29 JULI 2019. - Koninklijk besluit tot vaststelling van de inhoud en de vorm van het standaardformulier van omstandige geneeskundige verklaring ter uitvoering van artikel 1241, § 1, eerste lid, van het Gerechtelijk Wetboek

VERSLAG AAN DE KONING

Sire,

Het ontwerp van koninklijk besluit dat wij de eer hebben aan Uwe Majesteit ter ondertekening voor te leggen, beoogt de herziening van het model van omstandige geneeskundige verklaring waarvan sprake is in artikel 1241 van het Gerechtelijk Wetboek alsook de herziening van de artsen die gerechtigd zijn om die verklaring op stellen.

Oorspronkelijk beperkte het ontwerp van koninklijk besluit zich tot het vervangen van de bijlage bij het koninklijk besluit van 31 augustus 2014 tot vaststelling van de inhoud en de vorm van het standaardformulier van omstandige geneeskundige verklaring ter uitvoering van artikel 1241, 2e en 3e lid, van het Gerechtelijk Wetboek. Als gevolg van het advies van de Raad van State is de wettelijke basis van het model van omstandige geneeskundige verklaring (voortaan artikel 1241, § 1, eerste lid van het Gerechtelijk Wetboek) opgenomen in de titel van het koninklijk besluit.

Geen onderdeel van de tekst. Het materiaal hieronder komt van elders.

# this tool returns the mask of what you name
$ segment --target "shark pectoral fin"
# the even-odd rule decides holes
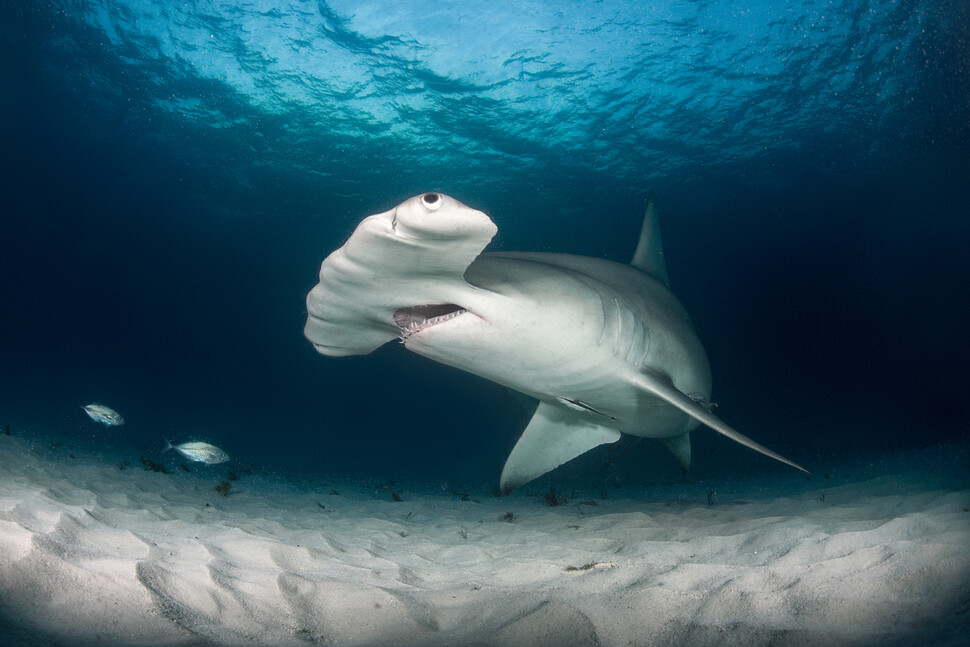
[[[680,469],[684,470],[684,474],[686,474],[687,470],[690,469],[690,433],[674,436],[673,438],[661,438],[660,442],[670,450],[670,453],[680,463]]]
[[[508,494],[590,449],[620,439],[616,429],[580,418],[541,402],[502,469],[502,493]]]
[[[760,452],[765,456],[774,458],[776,461],[781,461],[782,463],[791,465],[795,469],[801,470],[806,474],[811,474],[811,472],[798,463],[790,461],[780,454],[776,454],[764,445],[756,443],[744,434],[737,432],[726,425],[720,418],[711,413],[707,407],[692,399],[690,396],[681,393],[666,375],[655,371],[642,371],[636,374],[634,381],[641,388],[653,393],[668,404],[677,407],[692,418],[701,421],[717,433],[727,436],[731,440],[741,443],[745,447],[753,449],[756,452]]]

Daarnaast wordt er opgemerkt dat, in tegenstelling tot wat bepaald was in het koninklijk besluit van 31 augustus 2014, deze verklaring niet meer mag worden opgesteld door de arts van de betrokkene (behalve tijdens de overgangsperiode). Ze moet nu opgesteld worden door een erkende arts of een psychiater, overeenkomstig artikel 1241, § 1, eerste lid van het Gerechtelijk Wetboek (zie infra). Deze nieuwe regel is opgenomen in het ontwerp van koninklijk besluit.

Om die redenen werd het voornoemd koninklijk besluit van 31 augustus 2014 opgeheven en vervangen door een nieuw koninklijk besluit gebaseerd op de nieuwe wettelijke basis, ook al werd de oorspronkelijke tekst niet ten gronde gewijzigd.

Volgens artikel 1241 van het Gerechtelijk Wetboek moet die verklaring worden voorgelegd wanneer een verzoek om een maatregel tot rechterlijke bescherming van een persoon een mogelijke weerslag heeft op diens bekwaamheid in de zin van artikel 491, e), van het Burgerlijk Wetboek.

Volgens artikel 491, e), van het Burgerlijk Wetboek wordt onder 'bekwaamheid' de bevoegdheid verstaan om rechten en plichten zelf en zelfstandig uit te oefenen. Er moet worden opgemerkt dat een voorafgaande toestemming voor het stellen van een handeling een maatregel is die een mogelijke weerslag heeft op de bekwaamheid van de persoon.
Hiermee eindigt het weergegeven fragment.